CMS Meeting – Jan 15, 2020
- When: Wednesday, January 15, 2020, from 7:00 pm to 9:00 pm
- Where: Amazon Community Center, 2700 Hilyard St, Eugene, Oregon 97405
This event is free and open to the public. There will be a mushroom identification session. Bring what’s in your basket, edible or not, and learn from the experienced members of our community.

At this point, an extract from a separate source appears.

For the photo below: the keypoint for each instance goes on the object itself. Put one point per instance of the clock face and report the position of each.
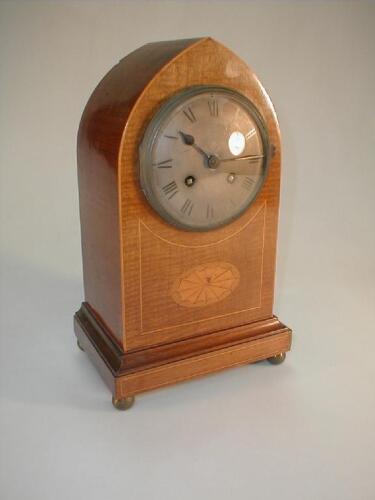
(204, 157)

It has long been appreciated that remnant Pacific Northwest (PNW) prairies contain a large number of now rare plant species, but it is not known if there are also prairie-associated mushrooms with species of conservation interest. We used a combination of transects along a burn chronosequence (unburned since 1850, burned in 2012, 2014, or 2015) and walking surveys of prairies to begin to determine which macrofungi are associated with PNW prairies and how management affects them. We show that a diversity of fungi inhabit PNW prairies, including rare ones, and that management practices influence aboveground fruiting and belowground community composition.
About the Speaker
Barbara (Bitty) Roy grew up in Castle Creek Valley, near the town of Aspen, back before it was discovered and ruined by movie stars and lots of money. The Rockies have great flushes of late summer boletes, which line the mountain trails like flap-jacks, and contributed to her early interest in mushrooms, as did the finding of a Stemonitis slime mold and being told by her high school biology teacher that it was “rare” (it wasn’t). She finished her undergraduate degree at Evergreen, where Mike Beug nudged her a bit further in the direction of fungi. However, her first foray into graduate school was a degree in Paleobotany at Southern Illinois University. While working on her masters she took Forest Pathology with Walt Sundberg and has not seen the world the same way since. Her PhD work at Claremont Graduate School was an examination of how pathogens influence plant population genetics, and included the discovery of a rust fungus that mimics flowers, which she followed up on with a National Science Foundation Fellowship at UC Davis. Since Berkeley was nearby, she also spent a lot of time in the Bruns lab. Her first faculty position was at the Swiss Federal Institute of Technology, the ETH, which is Europe’s MIT, where she received tenure and continued her work on fungal mimicry. She moved to the University of Oregon in Eugene in 2001, where she has divided her research time between plants and fungi in the local prairies and the ecology of tropical fungi.